04 December 2010

Barter, so easy your kids do it...

Almost all of our relationships begin, and most of them continue, as forms of mutual exploitation, a mental or physical barter, to be terminated when one or both parties run out of goods. ~W.H. Auden

I noticed something today (as opposed to yesterday’s ostensible notice that the free drugs are the illegal ones).  Bartering must be something inbred into every human being.

Stop and think about it for a minute, children who have no siblings to trade with will still trade toys in what they feel is a mutually favorable trade. Even young children who have no concept of money the way adults do will trade with one another if they both feel it’s mutually beneficial.

I started thinking about this, all the way back as far as I could in my poor over taxed cranium, and found that barter (along with war) is as old as mankind itself. Stop and think about it for a minute, caveman A has extra pelts from last month’s hunt, caveman B has extra meat from this week’s hunt, caveman A hungry, approaches caveman B with an offer of pelts for meat, should caveman B be in need of pelts a trade is likely, if not then caveman A needs to learn to hunt better or go find another caveman with a surplus of food and no pelts.

What is money after all but a representative store of value (the actual value being the goods that the money purchases). Money in the form of gold and silver coins, rocks (artistically made), sticks( marked with the kings markings), and even sea shells have been over the years used as a means of exchange, they are all easily divisible, easily transported in large quantities, and have a given “value” per quantity. Whether through mutual agreement as to their value, or necessary direction from whatever government happened to be in place at the time.

All money really did was move from a direct barter model to a distributed barter model where a person took some “money” (for our argument we’ll assume it’s something that meets the above criteria) and spend it with a merchant for those pelts he needed.
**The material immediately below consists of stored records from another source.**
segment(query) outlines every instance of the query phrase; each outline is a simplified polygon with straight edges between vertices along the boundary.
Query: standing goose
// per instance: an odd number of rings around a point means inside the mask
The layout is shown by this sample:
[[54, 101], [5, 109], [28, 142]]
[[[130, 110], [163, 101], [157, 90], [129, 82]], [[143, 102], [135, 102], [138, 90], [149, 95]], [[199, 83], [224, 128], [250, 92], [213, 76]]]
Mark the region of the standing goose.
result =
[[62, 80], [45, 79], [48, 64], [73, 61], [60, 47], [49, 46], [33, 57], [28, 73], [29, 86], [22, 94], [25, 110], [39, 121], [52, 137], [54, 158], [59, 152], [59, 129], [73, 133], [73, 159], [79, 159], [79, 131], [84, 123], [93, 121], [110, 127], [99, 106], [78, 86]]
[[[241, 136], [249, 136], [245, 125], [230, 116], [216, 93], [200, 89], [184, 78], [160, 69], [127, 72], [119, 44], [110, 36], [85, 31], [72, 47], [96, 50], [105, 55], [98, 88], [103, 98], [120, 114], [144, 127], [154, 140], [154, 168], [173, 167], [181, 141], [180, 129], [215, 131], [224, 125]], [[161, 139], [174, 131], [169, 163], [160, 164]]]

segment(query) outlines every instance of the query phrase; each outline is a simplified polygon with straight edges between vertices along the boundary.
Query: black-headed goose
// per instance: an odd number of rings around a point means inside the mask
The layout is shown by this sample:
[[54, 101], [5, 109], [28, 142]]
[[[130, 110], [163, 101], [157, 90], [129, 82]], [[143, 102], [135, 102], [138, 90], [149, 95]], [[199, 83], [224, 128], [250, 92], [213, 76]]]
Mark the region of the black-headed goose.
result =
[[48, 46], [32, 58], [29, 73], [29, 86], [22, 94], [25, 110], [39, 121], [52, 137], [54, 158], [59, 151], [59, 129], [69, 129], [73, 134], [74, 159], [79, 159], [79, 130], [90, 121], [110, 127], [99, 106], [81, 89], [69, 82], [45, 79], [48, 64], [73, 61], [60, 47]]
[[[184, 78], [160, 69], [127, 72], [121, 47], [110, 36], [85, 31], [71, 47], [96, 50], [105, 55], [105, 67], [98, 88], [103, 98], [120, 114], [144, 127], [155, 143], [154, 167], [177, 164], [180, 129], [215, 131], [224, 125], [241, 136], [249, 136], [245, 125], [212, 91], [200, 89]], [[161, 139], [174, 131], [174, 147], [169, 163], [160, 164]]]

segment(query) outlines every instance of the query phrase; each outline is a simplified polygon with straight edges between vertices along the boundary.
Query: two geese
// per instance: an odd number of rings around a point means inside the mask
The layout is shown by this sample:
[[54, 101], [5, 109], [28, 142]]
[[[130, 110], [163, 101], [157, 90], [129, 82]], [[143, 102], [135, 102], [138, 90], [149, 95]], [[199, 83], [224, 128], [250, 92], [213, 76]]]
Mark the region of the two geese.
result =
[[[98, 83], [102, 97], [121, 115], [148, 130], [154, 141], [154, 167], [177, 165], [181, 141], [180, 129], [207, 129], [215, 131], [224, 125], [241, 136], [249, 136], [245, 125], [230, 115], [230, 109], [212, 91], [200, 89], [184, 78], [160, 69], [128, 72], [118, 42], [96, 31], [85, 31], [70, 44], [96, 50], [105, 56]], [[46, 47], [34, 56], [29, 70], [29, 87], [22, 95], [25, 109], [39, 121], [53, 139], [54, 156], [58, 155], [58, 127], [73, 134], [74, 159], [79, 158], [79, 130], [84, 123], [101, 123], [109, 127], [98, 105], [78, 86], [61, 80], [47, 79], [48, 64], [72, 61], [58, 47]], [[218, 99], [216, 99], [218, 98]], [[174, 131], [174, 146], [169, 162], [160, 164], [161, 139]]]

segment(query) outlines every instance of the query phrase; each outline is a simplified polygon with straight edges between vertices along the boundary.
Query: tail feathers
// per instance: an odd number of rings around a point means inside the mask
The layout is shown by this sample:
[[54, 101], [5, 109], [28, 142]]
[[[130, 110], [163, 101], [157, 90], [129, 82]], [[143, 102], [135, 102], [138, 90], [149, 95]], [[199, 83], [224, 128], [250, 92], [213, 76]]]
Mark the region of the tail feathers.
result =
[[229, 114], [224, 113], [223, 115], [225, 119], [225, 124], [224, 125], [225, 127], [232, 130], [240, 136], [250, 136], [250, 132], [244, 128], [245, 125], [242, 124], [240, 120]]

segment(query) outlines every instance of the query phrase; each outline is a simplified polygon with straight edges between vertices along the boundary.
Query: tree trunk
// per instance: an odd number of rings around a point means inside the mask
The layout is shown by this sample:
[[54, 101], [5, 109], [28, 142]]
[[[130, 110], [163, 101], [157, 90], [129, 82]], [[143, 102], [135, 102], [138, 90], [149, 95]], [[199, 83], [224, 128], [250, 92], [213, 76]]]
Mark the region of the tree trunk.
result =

The person would then take the pelts home, and make say shoes out of them, and then sell the shoes to some other person for more money than he paid for the pelts.  By doing so the people involved did not have to worry about obtaining the animal themselves, or making the pelt usable for something.

They could keep their money in their pockets until it was needed to purchase whatever it was that was needed, as they traded goods and labor for more money they could keep the “money” for longer periods of time without worrying about it going bad or spoiling, spending only what they could in equivalent labor or products.

I would venture to guess that this was a natural evolution of civilization, as man became more agrarian he no longer needed to “fair trade” with his neighbors for things that he needed some approximation of his labors that he could keep without having to worry about it going bad.  He could also save his new money (read labor) for something that he (I use he to as a general reference to both genders) could not otherwise generate a sufficient amount of labor for at one shot, if he took his corn, beets, carrots, or whatever to market, and sold them to the various people who came around at one time he may not be able to afford that shiny new whatever he really wanted for his hovel, however if he saved a portion of the proceeds from his labors everyday at the market he would in time have enough for the shiny whatever he wanted for his hovel. Perhaps it was a new more efficient plow blade that allowed him to be more efficient in his labors, thus giving him more bang for the “buck” and allowing him to take more to market on a given day.

One thing is for certain however, and that is when money was a fixed supply of whatever it was, gold, silver, shells, artistic stones or sticks, there was no inflation.  A pelt was worth X number of whatever was in vogue, should a merchant want to make more than that he would either have to come up with better quality pelts, or more of them at a given time.  He would eventually spend whatever “money” he had anyway obtaining the things he needed on a day to day basis, so the money circulated and was said to have velocity, this velocity of money is what caused an economy. For those who could labor and bring more to market they received a larger portion of the economic pie.

All I know is somewhere along the line we lost sight of bartering, and it’s a skill even the youngest among us has, we should all take a lesson from the kids, trade for what you want, starve the beast of corprotacracy and regain a real value for what you need.